Dünyanın aradığı vicdan: Türkiye

Türkiye’nin beşinci bir güç olarak ortaya çıkması, insanlığın çoktan beri özlemini duyduğu vicdanının dile gelmesi gibi olacaktır. Tarihinde sömürü lekesi bulunmayan, bütün dinlere hoşgörüyle yaklaşan, bütün ırkları Hakk’ın kulu sayan, yemeyip yediren, almayıp veren bir mirasın mensubu olan Türkiye, önümüzdeki çeyrek yüzyıl içerisinde tarih ve çoğrafyadaki yerini tekrar aldığında, insanlık Türkiye’nin şahsında yeniden rahat bir nefes alacak ve geleceğine barış ve esenlik perspektifinden bakacaktır.

DÜNYAYI tarihinde hiç olmadığı kadar zor bir çeyrek asır bekliyor.

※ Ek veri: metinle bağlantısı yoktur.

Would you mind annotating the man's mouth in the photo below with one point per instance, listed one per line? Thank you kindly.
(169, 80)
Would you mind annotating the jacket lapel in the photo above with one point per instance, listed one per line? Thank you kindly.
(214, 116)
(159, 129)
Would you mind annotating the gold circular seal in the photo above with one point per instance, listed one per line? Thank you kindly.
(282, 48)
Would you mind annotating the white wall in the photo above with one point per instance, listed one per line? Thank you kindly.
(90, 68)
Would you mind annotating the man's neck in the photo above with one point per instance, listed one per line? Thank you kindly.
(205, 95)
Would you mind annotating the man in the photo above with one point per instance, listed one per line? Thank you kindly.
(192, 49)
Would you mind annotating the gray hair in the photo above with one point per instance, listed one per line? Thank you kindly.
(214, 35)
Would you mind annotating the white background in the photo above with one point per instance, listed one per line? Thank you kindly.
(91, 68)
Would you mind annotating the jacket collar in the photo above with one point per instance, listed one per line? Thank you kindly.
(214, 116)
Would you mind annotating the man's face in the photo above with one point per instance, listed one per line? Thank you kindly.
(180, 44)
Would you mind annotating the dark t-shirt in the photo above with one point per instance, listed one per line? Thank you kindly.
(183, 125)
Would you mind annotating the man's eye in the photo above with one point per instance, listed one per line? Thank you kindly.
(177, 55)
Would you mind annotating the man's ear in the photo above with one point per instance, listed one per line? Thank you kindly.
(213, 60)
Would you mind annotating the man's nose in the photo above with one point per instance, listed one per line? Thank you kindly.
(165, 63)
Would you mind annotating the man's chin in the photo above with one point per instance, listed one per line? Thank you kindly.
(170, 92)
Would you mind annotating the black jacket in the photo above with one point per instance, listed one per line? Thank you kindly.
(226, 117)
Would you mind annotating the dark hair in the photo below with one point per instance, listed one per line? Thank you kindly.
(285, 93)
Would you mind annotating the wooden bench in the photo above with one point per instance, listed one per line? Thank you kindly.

Bu zorluğun sebebi, 18’inci yüzyıldan itibaren Batı’ya göç eden zenginliğin 2000 yılından itibaren yönünü tekrar Doğu’ya çevirmesidir.

Ancak bu süreçte zenginliğin göçünün niteliği, Doğu’dan Batı’ya geldiği dönemin şartlarından çok farklıdır. Zenginlik 18’inci yüzyılda Doğu’dan Batı’ya göç ederken Doğu’da Batı’nın askerî gücüyle başedecek aktörler etkinliklerini yitirmişlerdi. Bu itibarla Doğu’dan Batı’ya doğru olan sermaye taşınımı dünyanın siyâsî istikrarını çok bozmamıştı.

Ancak bugün durum, dünden çok farklıdır. Zenginlik ve finansın yönünü Doğu’ya çevirdiği yeni süreçte Batı elinde iki büyük koz tutmaktadır: Bu kozlardan birisi askerî güç, diğeri ise finanstır.

Batı, Doğu karşısında zebûn düşmemek için bu iki kozu bir şantaj ve tehdit olarak sonuna kadar kullanacak, hatta savaşı bile ihtimâl dâhilinde görecektir.

Şurası bir hakikattir: Nasıl ki ABD 19’uncu yüzyılın sonlarında üretimde İngiltere’yi geçerek hegemonik bir güç hâline geldiyse, an itibariyle üretimde ABD’yi geçen Çin de aynı yönde ilerleyecektir.

Gelecek çeyrek yüzyıl içerisinde dünyada beş büyük güç etkin olacaktır. Bu güçlerden Çin, birinci sırayı alırken, ABD ikinci sıraya düşecek, Rusya üçüncü güç olarak belirecek, dördüncülükse Avrupa Birliği’nin elinde olacaktır. Peki, bu tabloda beşinci büyük güç koltuğuna kim oturacaktır?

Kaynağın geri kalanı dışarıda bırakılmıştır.